La décision est particulièrement cinglante pour l'administration : la juge Lin a rejeté la notion qu'elle qualifie d'« orwellienne » selon laquelle une entreprise américaine pourrait être étiquetée « adversaire potentielle et saboteuse » au seul motif qu'elle exprime un désaccord avec le gouvernement. Cette qualification de risque sécuritaire, si elle avait été maintenue, aurait pu empêcher des agences fédérales et des contractants gouvernementaux d'utiliser les outils d'Anthropic, portant un coup sévère à ses activités commerciales et à sa réputation.

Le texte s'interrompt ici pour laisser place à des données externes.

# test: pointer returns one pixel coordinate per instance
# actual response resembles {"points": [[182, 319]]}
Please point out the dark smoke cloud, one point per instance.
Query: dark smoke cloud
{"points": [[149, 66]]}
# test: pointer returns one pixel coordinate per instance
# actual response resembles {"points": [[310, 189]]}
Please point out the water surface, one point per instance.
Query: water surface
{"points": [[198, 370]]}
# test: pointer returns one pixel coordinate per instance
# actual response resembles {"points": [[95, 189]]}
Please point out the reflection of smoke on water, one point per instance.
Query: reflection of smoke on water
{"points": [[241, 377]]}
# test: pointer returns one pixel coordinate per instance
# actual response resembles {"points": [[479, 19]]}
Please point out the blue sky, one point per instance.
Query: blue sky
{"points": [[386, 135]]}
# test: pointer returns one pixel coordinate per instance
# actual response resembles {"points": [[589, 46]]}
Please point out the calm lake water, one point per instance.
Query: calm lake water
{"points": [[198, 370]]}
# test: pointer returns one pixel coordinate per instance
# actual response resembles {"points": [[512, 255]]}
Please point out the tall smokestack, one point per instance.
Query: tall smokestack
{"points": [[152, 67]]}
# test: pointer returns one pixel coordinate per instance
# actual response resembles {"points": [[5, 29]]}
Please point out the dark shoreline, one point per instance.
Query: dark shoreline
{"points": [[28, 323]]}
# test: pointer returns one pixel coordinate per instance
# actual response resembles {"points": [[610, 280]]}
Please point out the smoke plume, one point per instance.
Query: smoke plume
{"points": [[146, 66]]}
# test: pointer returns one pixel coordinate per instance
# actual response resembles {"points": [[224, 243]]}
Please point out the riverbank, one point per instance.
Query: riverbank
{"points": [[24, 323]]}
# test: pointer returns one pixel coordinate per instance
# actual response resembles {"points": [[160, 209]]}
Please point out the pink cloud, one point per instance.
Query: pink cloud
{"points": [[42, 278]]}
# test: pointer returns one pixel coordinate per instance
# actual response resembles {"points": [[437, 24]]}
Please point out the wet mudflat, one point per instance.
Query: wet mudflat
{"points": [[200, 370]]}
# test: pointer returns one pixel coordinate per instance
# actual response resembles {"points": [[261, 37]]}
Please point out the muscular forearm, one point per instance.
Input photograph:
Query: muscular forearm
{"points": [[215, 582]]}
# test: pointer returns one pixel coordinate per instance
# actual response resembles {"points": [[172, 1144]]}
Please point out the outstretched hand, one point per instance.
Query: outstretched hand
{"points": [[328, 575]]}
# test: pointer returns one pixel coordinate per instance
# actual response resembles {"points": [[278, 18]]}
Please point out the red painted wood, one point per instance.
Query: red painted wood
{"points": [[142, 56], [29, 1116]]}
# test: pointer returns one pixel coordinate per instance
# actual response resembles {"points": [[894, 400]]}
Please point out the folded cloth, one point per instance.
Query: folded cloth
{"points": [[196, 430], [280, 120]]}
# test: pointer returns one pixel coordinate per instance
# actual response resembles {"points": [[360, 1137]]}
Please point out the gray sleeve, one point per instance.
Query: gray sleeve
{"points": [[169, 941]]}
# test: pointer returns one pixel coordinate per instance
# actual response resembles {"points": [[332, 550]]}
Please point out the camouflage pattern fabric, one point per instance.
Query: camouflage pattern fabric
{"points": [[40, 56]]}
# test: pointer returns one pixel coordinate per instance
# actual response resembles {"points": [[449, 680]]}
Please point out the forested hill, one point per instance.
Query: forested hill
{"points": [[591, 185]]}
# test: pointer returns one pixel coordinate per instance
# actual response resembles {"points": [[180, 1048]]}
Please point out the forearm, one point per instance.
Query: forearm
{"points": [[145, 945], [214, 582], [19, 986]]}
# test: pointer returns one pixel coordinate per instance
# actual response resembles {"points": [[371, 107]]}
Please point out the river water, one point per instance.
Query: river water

L'affaire s'inscrit dans un contexte de tensions croissantes entre l'administration Trump et certains acteurs de la Silicon Valley qui ont refusé de s'aligner sur ses positions. Anthropic, cofondée par d'anciens employés d'OpenAI dont Dario et Daniela Amodei, est l'une des entreprises d'IA les plus valorisées au monde, avec des investissements massifs d'Amazon et Google. Ce jugement constitue un précédent potentiellement important pour la liberté d'expression des entreprises technologiques face aux pressions politiques, à un moment où Washington cherche à exercer un contrôle accru sur le secteur de l'IA.

Impact France/UE

La décision préserve l'accès des entreprises et institutions européennes aux outils Anthropic, tout en posant un précédent sur les limites du pouvoir exécutif américain face aux acteurs de l'IA opérant en Europe.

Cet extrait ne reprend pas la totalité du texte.